I was thinking about using Guice myself before, but hesitated fearing
to make the overall sluggishness of the platform even worse.

How much of an overhead are talking about in terms of memory footprint
and size of bundled libraries? Any noticeable impacts on speed or
battery life? How often does Guice kick in in the background?

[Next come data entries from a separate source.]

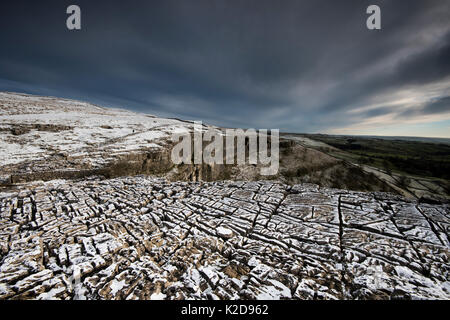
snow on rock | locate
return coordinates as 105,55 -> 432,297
0,176 -> 450,299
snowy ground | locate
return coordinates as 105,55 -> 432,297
0,176 -> 450,299
0,93 -> 192,179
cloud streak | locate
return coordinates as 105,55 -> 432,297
0,0 -> 450,136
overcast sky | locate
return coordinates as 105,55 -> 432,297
0,0 -> 450,137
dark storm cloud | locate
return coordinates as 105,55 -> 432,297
0,0 -> 450,131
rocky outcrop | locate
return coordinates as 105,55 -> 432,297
0,176 -> 450,299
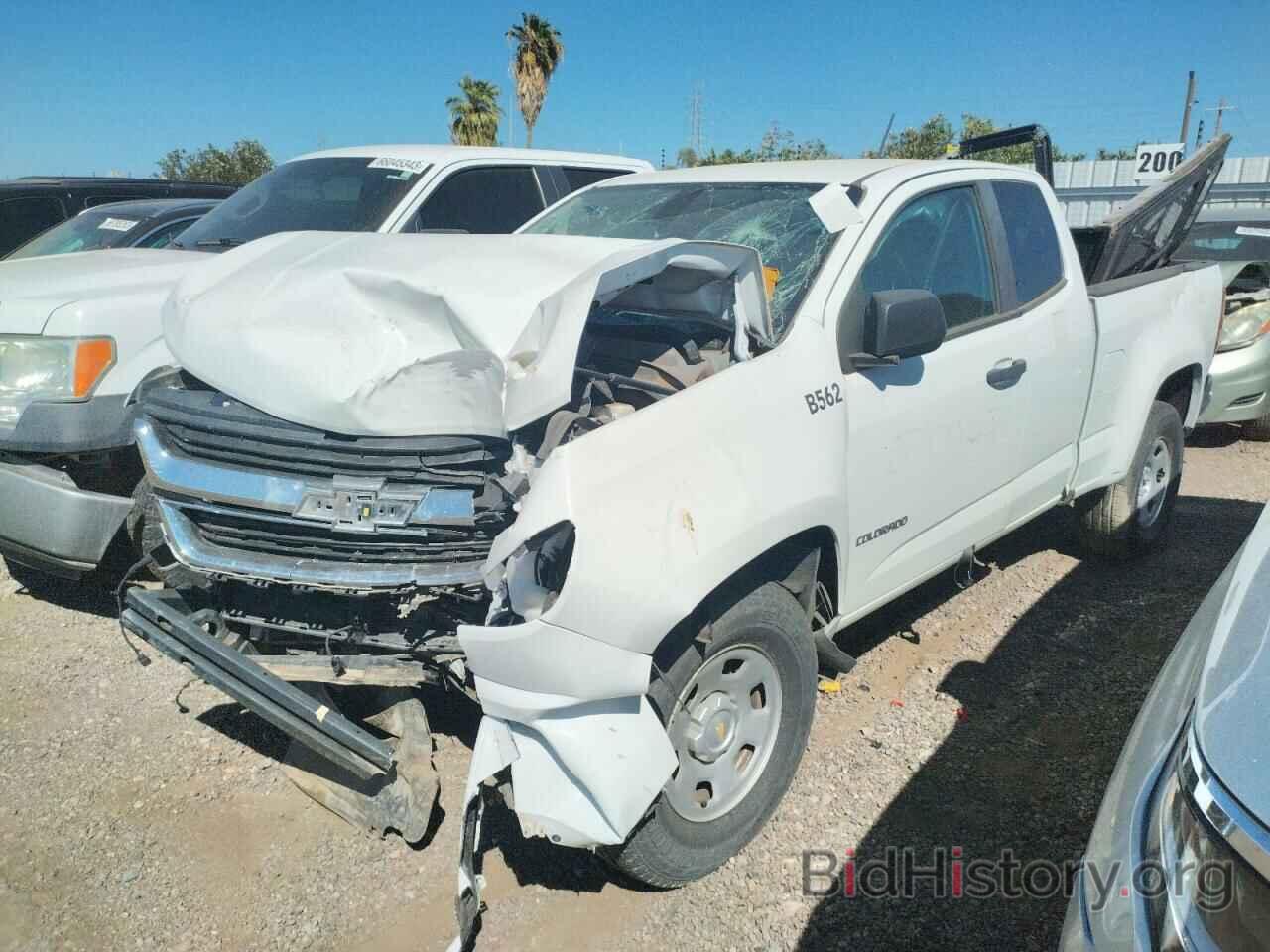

I'm currently stepping back from overly abstract programming models on
Android because of exactly these issues.

On Mar 29, 8:53 pm, Michael Burton <[email protected]> wrote:
> Hello Android developers,
>
> I'd like to announce the final release of RoboGuice 1.0!
>
> http://code.google.com/p/roboguice
>
> RoboGuice is a framework that brings the simplicity and ease of Dependency 
> Injection to Android, using Google's own Guice library.  If you've ever used 
> Spring (the #1 enterprise framework on Java, now more popular than J2EE 
> itself) or Guice, you already know how convenient this style of programming 
> can be.
>
> To give you an idea, take a look at this simple example of a typical Android 
> activity:
>
> class AndroidWay extends Activity {
>     TextView name;
>     ImageView thumbnail;
>     LocationManager loc;
>     Drawable icon;
>     String myName;
>
>     public void onCreate(Bundle savedInstanceState) {
>         super.onCreate(savedInstanceState);
>
>         name      = (TextView) findViewById(R.id.name);
>         thumbnail = (ImageView) findViewById(R.id.thumbnail);
>         loc       = (LocationManager) 
> getSystemService(Activity.LOCATION_SERVICE);
>         icon      = getResources().getDrawable(R.drawable.icon);
>         myName    = getString(R.string.app_name);
>         name.setText( "Hello, " + myName );
>     }
>
> }
>
> This example is 18 lines of code.  If you're trying to read through 
> onCreate(), you have to skip over 5 lines of boilerplate initialization to 
> find the only one that really matters: name.setText().  And complex 
> activities can end up with a lot more of this sort of initialization code.
>
> Compare this to the same app, written using RoboGuice:
>
> class RoboWay extends GuiceActivity {
>     @InjectView(R.id.name)             TextView name;
>     @InjectView(R.id.thumbnail)        ImageView thumbnail;
>     @InjectResource(R.drawable.icon)   Drawable icon;
>     @InjectResource(R.string.app_name) String myName;
>     @Inject                            LocationManager loc;
>
>     public void onCreate(Bundle savedInstanceState) {
>         super.onCreate(savedInstanceState);
>
>         name.setText( "Hello, " + myName );
>     }
>
> }
>
> In this example, onCreate() is much easier to take in at a glance.  All the 
> platform boilerplate is stripped away and you're left with just your own 
> app's business logic.  Do you need a SystemService?  Inject one.  Do you need 
> a View or Resource?  Inject those, too, and RoboGuice will take care of the 
> details.  
>
> RoboGuice's goal is to make your code be about your app, rather than be about 
> all the initialization and lifecycle code you typically have to maintain in 
> Android.
>
> RoboGuice has been in development since August 2009, and 0.9 entered release 
> candidacy in December and has been stabilizing ever since. After three months 
> and a few finishing touches, we now believe it's ready to expose to a larger 
> audience.
>
> We know that RoboGuice won't be for everybody.  Although RoboGuice never 
> prevents you from doing things the Android way, some people will still prefer 
> seeing everything spelled out explicitly in their code.  And other people who 
> write extremely high performance applications such as games may not want to 
> incur the small overhead imposed by yet another framework.  But for people 
> who want to build simple and straightforward code that's easily testable and 
> easy to read, I encourage you to give RoboGuice a try.
>
> We hope you like it.  Stop by our discussion forums if you'd like to have any 
> help getting started.
>
> Cheers,
> Mike
>
> PS. We're beginning work on RoboGuice 1.1 now, which will include more 
> injectible objects, better unit testing support, and hopefully some general 
> usability improvements as well.  I'd love to hear your thoughts on other 
> things you'd like to see in the next release.